Encoding protein dynamic information in graph representation for functional residue identification
This work addresses the challenge of identifying functional residues in proteins for biotechnology and pharmaceutical applications, though it appears incremental by augmenting existing graph representations with dynamic information.
The authors tackled the problem of protein function prediction by incorporating protein dynamics into graph-based deep learning, resulting in a method (ProDAR) that achieved a remarkable performance gain in multilabel function classification tasks.

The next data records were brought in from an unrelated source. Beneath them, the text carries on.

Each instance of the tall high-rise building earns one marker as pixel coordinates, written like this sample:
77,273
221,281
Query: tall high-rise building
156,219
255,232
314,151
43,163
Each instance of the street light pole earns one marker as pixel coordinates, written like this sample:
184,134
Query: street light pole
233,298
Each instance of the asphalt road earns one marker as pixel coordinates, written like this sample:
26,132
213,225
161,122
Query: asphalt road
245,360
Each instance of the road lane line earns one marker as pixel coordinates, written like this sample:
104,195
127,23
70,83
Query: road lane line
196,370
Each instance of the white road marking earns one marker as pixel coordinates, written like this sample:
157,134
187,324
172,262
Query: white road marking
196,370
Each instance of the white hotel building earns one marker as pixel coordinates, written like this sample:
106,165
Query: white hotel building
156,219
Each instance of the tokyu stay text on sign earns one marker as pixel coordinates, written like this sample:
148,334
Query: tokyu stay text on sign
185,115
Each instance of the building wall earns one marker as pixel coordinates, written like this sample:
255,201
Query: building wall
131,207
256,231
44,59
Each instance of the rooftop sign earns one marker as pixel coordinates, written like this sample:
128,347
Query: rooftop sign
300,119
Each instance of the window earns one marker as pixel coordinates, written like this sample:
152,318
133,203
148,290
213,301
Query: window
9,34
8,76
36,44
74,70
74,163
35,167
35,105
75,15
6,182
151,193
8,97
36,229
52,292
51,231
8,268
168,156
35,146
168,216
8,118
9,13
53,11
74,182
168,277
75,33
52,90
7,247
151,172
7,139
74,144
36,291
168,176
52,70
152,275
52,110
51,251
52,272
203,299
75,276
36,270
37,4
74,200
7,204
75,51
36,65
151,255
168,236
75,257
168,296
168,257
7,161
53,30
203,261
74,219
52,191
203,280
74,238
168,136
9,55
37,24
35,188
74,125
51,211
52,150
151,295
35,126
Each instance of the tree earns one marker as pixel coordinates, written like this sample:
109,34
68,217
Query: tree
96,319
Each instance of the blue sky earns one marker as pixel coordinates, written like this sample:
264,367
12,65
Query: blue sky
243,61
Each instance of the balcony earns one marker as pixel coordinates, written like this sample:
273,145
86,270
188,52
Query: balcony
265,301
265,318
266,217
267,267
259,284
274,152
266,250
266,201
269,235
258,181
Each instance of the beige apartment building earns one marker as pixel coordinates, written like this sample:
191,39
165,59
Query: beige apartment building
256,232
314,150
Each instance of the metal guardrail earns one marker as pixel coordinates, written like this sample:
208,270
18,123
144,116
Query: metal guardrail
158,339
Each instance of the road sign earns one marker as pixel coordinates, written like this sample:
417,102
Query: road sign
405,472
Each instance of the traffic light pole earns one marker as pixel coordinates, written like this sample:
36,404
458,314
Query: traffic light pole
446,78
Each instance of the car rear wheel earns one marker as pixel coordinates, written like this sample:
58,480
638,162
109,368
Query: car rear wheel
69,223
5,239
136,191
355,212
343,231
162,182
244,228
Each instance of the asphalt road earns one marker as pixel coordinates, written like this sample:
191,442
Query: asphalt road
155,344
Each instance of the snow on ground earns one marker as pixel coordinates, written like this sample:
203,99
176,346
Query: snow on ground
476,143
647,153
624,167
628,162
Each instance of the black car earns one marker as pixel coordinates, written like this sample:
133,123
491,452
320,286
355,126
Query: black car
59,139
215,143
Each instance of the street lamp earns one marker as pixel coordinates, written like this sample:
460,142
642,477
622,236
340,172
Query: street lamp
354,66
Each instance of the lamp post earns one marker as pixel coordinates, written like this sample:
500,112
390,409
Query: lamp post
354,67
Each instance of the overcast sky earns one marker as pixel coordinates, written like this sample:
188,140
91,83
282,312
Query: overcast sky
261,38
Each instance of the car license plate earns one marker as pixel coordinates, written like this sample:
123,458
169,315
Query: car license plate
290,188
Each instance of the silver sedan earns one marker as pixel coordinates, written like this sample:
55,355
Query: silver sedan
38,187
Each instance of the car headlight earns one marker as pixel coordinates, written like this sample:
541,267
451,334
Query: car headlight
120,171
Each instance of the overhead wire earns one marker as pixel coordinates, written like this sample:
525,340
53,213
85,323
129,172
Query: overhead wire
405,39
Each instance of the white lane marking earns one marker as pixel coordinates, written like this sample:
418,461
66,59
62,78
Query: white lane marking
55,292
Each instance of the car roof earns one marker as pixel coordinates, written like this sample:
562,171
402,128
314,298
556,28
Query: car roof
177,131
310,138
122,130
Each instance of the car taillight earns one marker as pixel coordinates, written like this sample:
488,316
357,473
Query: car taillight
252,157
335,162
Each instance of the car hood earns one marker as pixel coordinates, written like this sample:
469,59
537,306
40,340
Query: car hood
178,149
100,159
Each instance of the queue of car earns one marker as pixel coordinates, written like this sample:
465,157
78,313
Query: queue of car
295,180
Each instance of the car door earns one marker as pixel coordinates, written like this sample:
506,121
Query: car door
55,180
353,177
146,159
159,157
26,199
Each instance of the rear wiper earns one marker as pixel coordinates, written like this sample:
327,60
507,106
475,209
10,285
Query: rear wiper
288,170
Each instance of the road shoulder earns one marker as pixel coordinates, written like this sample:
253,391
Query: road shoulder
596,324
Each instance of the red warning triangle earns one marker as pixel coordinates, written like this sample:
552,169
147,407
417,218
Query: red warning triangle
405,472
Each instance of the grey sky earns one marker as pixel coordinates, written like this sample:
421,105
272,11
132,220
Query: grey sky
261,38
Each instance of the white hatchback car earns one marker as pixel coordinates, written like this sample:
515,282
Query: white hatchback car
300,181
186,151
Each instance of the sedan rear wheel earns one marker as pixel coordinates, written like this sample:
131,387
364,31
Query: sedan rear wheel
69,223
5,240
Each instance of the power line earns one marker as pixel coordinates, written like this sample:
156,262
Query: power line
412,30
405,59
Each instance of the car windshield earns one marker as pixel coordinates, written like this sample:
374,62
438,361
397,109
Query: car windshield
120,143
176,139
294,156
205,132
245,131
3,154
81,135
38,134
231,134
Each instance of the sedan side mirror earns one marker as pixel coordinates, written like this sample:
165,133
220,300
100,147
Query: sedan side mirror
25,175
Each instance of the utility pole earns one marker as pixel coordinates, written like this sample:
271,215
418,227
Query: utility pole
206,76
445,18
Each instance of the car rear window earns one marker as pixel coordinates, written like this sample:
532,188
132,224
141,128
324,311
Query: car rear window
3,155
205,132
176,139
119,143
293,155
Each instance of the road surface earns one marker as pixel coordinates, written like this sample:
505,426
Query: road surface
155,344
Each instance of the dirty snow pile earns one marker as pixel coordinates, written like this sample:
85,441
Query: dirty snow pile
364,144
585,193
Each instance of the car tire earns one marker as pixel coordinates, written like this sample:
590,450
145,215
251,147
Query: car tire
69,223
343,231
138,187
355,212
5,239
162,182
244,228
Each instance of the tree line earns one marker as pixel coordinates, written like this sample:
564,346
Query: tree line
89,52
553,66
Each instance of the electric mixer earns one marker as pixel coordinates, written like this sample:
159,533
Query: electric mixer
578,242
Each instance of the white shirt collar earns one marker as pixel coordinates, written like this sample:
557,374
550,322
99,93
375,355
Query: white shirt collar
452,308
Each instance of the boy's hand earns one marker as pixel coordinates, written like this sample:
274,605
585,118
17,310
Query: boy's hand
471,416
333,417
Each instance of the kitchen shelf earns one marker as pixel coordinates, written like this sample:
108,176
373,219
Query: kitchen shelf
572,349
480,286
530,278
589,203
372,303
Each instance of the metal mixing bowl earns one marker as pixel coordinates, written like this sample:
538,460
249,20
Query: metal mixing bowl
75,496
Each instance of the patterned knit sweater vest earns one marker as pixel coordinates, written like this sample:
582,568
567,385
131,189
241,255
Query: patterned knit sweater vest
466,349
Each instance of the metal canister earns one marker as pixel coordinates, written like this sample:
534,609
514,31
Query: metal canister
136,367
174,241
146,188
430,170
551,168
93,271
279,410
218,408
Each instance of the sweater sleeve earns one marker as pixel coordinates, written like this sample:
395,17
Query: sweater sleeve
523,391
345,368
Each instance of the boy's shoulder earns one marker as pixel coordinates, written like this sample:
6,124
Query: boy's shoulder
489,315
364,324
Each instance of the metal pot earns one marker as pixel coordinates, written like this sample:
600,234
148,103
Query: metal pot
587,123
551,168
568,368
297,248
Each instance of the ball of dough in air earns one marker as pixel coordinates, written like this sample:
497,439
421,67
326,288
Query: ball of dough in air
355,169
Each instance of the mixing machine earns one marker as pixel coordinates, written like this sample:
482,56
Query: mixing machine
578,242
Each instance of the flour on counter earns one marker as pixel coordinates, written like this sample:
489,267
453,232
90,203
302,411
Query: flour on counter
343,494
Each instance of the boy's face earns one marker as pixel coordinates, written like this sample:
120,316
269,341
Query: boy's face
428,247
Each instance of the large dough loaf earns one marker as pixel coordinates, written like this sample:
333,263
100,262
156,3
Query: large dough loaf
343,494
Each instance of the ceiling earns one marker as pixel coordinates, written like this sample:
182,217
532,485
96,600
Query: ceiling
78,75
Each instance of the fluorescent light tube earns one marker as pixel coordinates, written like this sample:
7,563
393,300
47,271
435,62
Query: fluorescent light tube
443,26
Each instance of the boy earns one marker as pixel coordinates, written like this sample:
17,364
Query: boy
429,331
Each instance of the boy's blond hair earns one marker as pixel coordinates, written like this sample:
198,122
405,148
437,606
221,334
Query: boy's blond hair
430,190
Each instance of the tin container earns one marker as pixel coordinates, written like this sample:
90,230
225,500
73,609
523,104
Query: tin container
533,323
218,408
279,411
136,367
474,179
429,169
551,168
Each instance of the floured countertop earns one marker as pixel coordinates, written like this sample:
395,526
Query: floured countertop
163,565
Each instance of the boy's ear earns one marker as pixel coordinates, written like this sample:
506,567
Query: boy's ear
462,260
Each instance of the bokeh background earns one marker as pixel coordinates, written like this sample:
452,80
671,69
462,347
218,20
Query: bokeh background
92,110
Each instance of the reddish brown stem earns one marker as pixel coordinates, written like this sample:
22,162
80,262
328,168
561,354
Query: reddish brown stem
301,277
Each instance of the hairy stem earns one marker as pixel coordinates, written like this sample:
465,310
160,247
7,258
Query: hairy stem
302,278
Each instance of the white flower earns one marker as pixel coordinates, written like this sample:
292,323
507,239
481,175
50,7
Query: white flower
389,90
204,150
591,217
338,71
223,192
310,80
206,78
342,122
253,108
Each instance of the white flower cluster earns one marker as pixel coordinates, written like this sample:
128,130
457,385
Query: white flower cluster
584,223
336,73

Recent advances in protein function prediction exploit graph-based deep learning approaches to correlate the structural and topological features of proteins with their molecular functions. However, proteins in vivo are not static but dynamic molecules that alter conformation for functional purposes. Here we apply normal mode analysis to native protein conformations and augment protein graphs by connecting edges between dynamically correlated residue pairs. In the multilabel function classification task, our method demonstrates a remarkable performance gain based on this dynamics-informed representation. The proposed graph neural network, ProDAR, increases the interpretability and generalizability of residue-level annotations and robustly reflects structural nuance in proteins. We elucidate the importance of dynamic information in graph representation by comparing class activation maps for hMTH1, nitrophorin, and SARS-CoV-2 receptor binding domain. Our model successfully learns the dynamic fingerprints of proteins and pinpoints the residues of functional impacts, with vast untapped potential for broad biotechnology and pharmaceutical applications.